I have been do alot of research lately before I build my own filter system. I want to build a diy (do it yourself) canister or wet/dry filter. However in all the pages I have read, I can not find a constant calculation between gph and tank size. I know this can vary greatly depending on the amount of tubing between the filter and your tank. Also the height of the pump compared to your inlets and outlets. But there has to be a way to calculate the gph needed to filter any given tank size with the variables considered. Help!


----------



## Neoplasia (Feb 16, 2003)

Are you looking for just a straight gph/size conversion? If so (and it's for piranhas) simply multiply the size in gallons by a number from 6-10, depending on what your target turnover rate is. For simplicity I'll use 10. You have a 100g tank, so you should aim for about 1000gph of filtration. Or 800 if you wish to have 8 times per hour. Those figures are by no means law, just a guide to help you pick the best filtration system.

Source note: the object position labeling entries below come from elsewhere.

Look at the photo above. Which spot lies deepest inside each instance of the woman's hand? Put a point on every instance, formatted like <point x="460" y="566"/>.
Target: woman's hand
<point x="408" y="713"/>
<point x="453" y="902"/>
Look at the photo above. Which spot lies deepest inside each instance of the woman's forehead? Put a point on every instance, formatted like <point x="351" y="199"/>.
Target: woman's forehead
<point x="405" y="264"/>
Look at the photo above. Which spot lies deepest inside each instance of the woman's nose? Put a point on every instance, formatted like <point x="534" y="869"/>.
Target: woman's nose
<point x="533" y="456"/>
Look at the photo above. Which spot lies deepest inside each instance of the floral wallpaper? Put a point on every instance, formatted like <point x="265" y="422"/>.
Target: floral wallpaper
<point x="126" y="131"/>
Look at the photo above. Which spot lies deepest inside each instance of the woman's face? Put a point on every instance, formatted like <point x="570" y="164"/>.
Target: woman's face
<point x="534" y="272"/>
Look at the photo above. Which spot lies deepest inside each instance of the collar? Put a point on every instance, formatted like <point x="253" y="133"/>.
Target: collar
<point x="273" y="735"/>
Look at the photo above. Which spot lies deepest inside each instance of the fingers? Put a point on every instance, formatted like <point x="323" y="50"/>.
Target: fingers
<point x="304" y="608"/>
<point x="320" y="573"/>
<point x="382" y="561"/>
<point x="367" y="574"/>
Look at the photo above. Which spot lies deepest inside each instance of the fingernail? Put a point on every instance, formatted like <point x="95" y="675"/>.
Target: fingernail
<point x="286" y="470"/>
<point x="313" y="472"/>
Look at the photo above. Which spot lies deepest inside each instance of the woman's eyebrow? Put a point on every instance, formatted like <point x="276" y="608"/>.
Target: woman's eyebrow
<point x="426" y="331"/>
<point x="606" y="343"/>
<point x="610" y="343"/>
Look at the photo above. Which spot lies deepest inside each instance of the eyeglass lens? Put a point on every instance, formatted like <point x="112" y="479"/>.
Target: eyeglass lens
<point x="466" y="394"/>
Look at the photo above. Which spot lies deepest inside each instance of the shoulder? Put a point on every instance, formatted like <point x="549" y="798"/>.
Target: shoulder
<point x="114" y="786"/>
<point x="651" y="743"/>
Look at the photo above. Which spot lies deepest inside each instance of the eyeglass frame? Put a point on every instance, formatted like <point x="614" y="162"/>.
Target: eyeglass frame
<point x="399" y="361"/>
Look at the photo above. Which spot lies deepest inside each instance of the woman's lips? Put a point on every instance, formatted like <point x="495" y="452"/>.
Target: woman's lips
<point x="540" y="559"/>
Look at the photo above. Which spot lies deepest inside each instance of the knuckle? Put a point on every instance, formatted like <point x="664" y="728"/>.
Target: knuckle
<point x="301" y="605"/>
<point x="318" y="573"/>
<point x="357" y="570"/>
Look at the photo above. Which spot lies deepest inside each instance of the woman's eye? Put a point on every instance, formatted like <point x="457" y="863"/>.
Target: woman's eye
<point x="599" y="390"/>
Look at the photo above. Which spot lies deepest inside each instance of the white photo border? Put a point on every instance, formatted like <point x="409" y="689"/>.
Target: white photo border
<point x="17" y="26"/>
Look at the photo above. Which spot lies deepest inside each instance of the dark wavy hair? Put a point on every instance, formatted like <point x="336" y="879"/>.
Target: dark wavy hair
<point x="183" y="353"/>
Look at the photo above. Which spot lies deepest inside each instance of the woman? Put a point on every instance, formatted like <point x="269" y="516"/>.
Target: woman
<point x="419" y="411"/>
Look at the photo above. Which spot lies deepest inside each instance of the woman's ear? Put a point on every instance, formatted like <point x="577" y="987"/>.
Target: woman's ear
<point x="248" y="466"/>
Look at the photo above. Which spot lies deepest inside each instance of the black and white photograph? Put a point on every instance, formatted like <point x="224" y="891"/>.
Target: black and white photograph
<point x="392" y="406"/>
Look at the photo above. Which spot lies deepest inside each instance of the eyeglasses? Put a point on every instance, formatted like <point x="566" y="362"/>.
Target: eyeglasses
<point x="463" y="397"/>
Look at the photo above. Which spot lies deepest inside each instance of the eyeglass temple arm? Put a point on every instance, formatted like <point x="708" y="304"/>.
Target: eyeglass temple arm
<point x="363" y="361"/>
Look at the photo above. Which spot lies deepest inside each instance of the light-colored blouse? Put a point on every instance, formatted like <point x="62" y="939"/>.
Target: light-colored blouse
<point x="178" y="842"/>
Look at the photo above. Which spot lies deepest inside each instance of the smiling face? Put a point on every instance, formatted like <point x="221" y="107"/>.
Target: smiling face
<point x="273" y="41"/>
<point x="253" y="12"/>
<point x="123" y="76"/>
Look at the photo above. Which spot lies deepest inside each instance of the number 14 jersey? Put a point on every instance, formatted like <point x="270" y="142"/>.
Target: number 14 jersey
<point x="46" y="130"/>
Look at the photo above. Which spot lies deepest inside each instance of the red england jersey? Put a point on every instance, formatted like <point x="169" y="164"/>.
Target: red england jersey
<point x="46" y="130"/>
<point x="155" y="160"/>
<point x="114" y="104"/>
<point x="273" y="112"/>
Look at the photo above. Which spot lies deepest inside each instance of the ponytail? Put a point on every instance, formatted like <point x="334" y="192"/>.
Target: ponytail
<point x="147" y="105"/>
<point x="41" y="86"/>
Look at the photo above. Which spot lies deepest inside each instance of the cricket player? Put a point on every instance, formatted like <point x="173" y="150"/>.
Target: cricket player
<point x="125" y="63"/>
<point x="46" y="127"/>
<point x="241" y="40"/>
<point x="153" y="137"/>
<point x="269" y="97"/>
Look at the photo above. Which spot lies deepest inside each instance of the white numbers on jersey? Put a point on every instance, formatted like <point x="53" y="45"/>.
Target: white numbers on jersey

If you're looking for something that factors in other variables then someone else can field that, I don't have any experience with DIY units and complex systems (hello pet store!







). :smile:


----------



## Judazzz (Jan 13, 2003)

I agree with Neo on this one








Personally, I only have used a single canister filter (Eheim 2213), supplimented with two internal filters. Total turnover for me is about 340 gph, and I own a 80 gallon tank (so, that's only about a turnover rate of only 4x, but I seem to get away with it...) I would advise you to go for a higher rate, but it very much depends on the efficiency of the filters (Eheim is said to be very efficient, so when you go with that brand, you might have enough with a lower turnover rate) But remember: better safe than sorry!


----------



## Olson (Feb 15, 2003)

I also try to turn my tanks atleast 8 times a hour but in my Ray tank I turn that over 10 times a hour.With Rays or Piranha I think your target range should be around that(8-10 times) but the rule is around 6 times for most other fish.


----------



## Sir Nathan XXI (Jan 29, 2003)

with wet drys they are much more efficient and tend to do better with slower rates, if you use one try to stay in the 5 to 7 times per hour range with the corrected head height pump rating (manufacturer has table that list gph per foot)


----------